The plot suggests the genders on the axis from left to right, but if we then look at the biased words, it seems more sensible to conclude that computer_programmer would be a female word rather than a male one.

Instead of looking into especially biased words, we can also plot a much more generic list of professions taken from the web.

In [19]:
# List of random professions I got online, with some extra gender words
bias_words = ['accountant', 'actor', 'actress', 'architect', 'astronomer', 'author', 'baker', 'bricklayer', 
              'butcher', 'carpenter', 'chef', 'cook', 'cleaner', 'dentist', 'designer',
             'doctor', 'dustman', 'electrician', 'engineer',
             'farmer', 'fireman', 'firefighter', 'fisherman', 'florist', 'gardener', 'hairdresser',
             'journalist', 'judge', 'lawyer', 'lecturer', 'librarian', 'lifeguard', 'mechanic',
             'model', 'newsreader', 'nurse', 'optician', 'painter', 'pharmacist', 'photographer',
             'pilot', 'plumber', 'politician', 'policeman', 'policewoman', 'postman', 
             'receptionist', 'scientist', 'secretary', 'soldier', 'tailor', 'taxi_driver',
             'teacher', 'translator', 'vet', 'waiter', 'waitress',
             'window_washer', 'computer_programmer', 'homemaker']

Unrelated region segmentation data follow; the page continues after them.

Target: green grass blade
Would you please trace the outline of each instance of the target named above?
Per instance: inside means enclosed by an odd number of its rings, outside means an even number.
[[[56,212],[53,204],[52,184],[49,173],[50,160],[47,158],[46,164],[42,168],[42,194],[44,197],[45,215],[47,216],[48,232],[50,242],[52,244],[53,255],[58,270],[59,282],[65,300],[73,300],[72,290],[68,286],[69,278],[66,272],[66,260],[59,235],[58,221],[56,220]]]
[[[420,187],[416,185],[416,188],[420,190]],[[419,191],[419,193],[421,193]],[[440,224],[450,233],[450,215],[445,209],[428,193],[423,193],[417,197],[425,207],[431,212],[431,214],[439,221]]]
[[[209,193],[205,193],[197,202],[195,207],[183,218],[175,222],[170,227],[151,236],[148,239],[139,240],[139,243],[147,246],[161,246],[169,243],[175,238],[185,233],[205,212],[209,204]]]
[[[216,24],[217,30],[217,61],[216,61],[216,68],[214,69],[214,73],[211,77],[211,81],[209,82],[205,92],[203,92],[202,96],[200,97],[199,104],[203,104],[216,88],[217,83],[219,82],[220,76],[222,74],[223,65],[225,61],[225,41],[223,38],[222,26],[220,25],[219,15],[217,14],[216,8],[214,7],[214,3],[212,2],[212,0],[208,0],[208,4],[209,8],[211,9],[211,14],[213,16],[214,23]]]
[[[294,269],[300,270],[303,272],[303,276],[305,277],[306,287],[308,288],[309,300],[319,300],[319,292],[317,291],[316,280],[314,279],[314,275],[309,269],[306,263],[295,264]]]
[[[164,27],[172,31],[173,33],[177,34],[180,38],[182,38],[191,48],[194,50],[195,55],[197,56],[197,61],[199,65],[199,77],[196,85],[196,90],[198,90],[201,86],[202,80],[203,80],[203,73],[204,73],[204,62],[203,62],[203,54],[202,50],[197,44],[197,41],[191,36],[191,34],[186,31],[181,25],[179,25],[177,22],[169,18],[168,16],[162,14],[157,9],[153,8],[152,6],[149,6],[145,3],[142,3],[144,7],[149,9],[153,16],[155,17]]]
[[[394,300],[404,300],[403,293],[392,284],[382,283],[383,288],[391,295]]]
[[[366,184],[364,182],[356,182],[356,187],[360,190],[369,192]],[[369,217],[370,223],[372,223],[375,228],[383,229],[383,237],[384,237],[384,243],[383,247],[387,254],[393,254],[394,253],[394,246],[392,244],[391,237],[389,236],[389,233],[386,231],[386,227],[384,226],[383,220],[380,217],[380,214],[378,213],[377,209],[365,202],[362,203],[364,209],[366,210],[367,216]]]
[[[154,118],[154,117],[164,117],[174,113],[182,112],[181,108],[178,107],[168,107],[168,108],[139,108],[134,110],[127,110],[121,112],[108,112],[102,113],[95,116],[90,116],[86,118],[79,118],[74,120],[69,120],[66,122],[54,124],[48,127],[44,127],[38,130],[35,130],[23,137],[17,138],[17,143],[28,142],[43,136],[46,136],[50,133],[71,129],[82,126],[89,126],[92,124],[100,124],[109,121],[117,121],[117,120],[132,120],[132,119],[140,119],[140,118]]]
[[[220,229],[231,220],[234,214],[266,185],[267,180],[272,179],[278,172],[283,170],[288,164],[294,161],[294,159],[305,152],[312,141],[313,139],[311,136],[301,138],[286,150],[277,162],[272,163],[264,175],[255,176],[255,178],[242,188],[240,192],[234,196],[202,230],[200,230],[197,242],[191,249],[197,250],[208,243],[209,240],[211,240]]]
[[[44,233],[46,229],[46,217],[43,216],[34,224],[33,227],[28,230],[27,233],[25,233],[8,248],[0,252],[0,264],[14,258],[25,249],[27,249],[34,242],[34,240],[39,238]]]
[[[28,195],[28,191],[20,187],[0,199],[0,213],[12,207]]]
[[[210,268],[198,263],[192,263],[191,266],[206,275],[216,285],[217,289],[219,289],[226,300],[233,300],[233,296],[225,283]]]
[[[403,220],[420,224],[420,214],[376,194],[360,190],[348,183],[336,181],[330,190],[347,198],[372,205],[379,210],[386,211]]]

# Optional: add gendered words:
bw = bias_words + super_gendered

# Calculating the bias
bias_pca = words_pca(bw, transform = 'pca')

# Plotting the PCA with words

for i,word in enumerate(bw):
    x = bias_pca[i,0]
    y = bias_pca[i,1]
    if word in bias_words:
        plt.scatter(x, y, marker='s', color='blue')
        plt.text(x+0.2, y-0.1, word, fontsize=12)
    elif word in super_gendered:
        plt.scatter(x, y, marker='x', color='red')
        plt.text(x+0.1, y-0.1, word, fontsize=10)
plt.show()

Here, computer programmer seems closer to engineer and fisherman, which could mean many things but a clear bias does not jump to mind.

Conclusion

Are Word Embeddings biased, and do the perpetuate outdated stereotypes and thereby potentially harm society?

The findings depend strongly on how you interpret the word vectors and their relationships, and while the analogies constructed with vector arithmetic do suggest worrisome results, reconsidering the same data using different lenses sketches a far less problematic image.

Perhaps the best lesson to take home is that computers do not yet really understand language, so we have to be careful in applying this technology, never taking for granted that glitches in the input data will affect the output (as many say, garbage in, garbage out). The potential biases in textual data are far from understood, and further research remains necessary.